Hello Dear Readers,
I’ve made the first cut of the fight camp. This is what I’ve wanted for so long, and trained so hard for. Basically, this spot in the camp is now mine to lose. How I train this month will determine whether or not I make the final cut.
How does it feel? Well, of course I was elated to hear the news–my dojo’s fight camps are very difficult to get into, unless you have a lot of experience, and many people apply for each one that comes up. It’s a fierce competition on its own. But I’m also scared. There was a moment when I thought, “Do I really want to do this?” I was relieved to hear that I’m not the only one who feels this way. Strength in numbers, after all.
In preparation for the camp, I worked on aggressive sparring with our club’s best fighter yesterday. We’re going to be doing this every week. It’s frustrating how much of my training goes out the window when I’m fighting this guy: I don’t block, half the time I forget to counter, I don’t move, and my arms feel like limp noodles. Meanwhile, whenever he throws a kick, it feels like getting hit by a tree trunk–he throws his entire body in each one. I got a pretty good charley horse in my left thigh from a kick last night, and I can still feel it. However, if I’d blocked that kick–which I know how to do–it wouldn’t have hurt nearly as much, if at all, and I could have sparred for much longer.
Intellectually, I know that I’m getting better all the time–even when it doesn’t feel like it. But it’s difficult not to be hard on myself about these stupid mistakes. All I can do is resolve to be better next week, to keep trying to think of each sparring match as an actual fight.
There are two types of people in the world: those who prefer to remain in their comfort zone, and those who are always pushing beyond it. I’m always forcing myself to do things that scare me, and I have a feeling there’s going to be some scary weeks ahead. Sometimes I wonder why I do this to myself, when I could be going for nice, leisurely walks and then spending a quiet evening at home with The Boy. But then I see an amazing fighter, and I know that’s what I want to be.
Love it, Hol. I’m very proud of you. It takes a lot of guts to always step out of your comfort zone. All the best to you.
Thanks, Vin.
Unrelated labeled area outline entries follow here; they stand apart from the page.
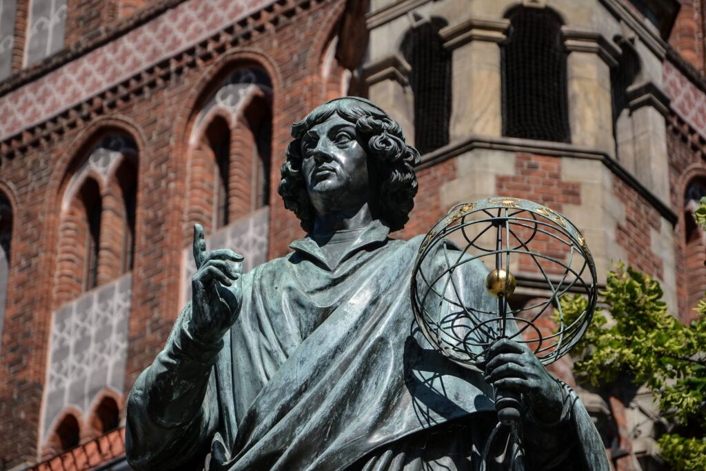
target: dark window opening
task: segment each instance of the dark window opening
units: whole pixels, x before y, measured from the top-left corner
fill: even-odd
[[[123,196],[122,270],[133,268],[135,258],[135,217],[137,210],[137,169],[134,162],[126,160],[116,172]]]
[[[270,160],[272,153],[272,116],[268,113],[255,133],[255,208],[270,204]]]
[[[207,131],[208,143],[215,160],[214,188],[214,228],[218,229],[230,222],[229,207],[229,180],[230,172],[230,131],[221,119],[216,119]]]
[[[443,47],[433,19],[409,31],[402,52],[412,66],[414,95],[414,146],[422,154],[448,143],[451,118],[451,54]]]
[[[502,49],[503,134],[569,142],[561,21],[547,8],[513,10]]]
[[[118,428],[120,422],[120,411],[118,404],[110,398],[105,398],[95,410],[99,431],[107,434]]]
[[[62,451],[78,446],[78,421],[73,415],[67,415],[56,427],[56,437]]]
[[[622,41],[618,64],[611,68],[611,95],[613,102],[613,136],[616,145],[619,143],[618,119],[629,109],[630,99],[628,88],[633,85],[640,73],[640,56],[632,44]],[[617,153],[616,153],[617,155]],[[619,155],[618,155],[619,157]]]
Your support and encouragement have bolstered me for nearly a lifetime. You have always been in my corner. Thank you.
Congrats Holli, keep up all the hard work! Keep pushing hard, working on your weaknesses and outside of your comfort zone and the world will be yours.
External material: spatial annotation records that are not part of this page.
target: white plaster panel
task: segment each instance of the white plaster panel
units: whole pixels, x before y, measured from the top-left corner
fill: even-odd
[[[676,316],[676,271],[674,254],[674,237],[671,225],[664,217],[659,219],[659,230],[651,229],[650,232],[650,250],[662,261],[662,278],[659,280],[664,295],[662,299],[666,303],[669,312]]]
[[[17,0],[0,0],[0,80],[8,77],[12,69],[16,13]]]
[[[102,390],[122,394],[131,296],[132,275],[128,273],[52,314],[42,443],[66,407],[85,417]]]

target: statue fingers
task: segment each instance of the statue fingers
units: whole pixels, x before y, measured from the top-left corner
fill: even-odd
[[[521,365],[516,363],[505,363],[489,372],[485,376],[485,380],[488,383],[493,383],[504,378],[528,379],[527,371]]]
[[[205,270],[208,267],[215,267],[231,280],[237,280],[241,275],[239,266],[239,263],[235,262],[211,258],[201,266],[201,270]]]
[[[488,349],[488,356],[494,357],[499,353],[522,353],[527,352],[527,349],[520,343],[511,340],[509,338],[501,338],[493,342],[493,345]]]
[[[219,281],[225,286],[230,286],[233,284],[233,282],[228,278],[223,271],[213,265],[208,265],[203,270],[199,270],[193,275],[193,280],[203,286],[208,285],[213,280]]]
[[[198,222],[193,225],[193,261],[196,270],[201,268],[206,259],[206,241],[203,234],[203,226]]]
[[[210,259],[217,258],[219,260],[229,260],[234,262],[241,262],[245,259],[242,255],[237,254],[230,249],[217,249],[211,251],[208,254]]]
Thanks, Wayne. If that’s what worked for you, it is definitely sound advice! Your support and help with my training has always meant the world to me.
Dont give the person you are sparring with too much respect. Once you do that you knock yourself down a peg. A lot of fights end with that one perfectly timed punch or kick and all it takes it taking your time, planning your attack and keeping your cool. Keep it up!
Thanks, Paul. That’s a great tip, and definitely one of my problems. I give the partners who are way better than me too much respect, which leads to them dominating and intimidating me.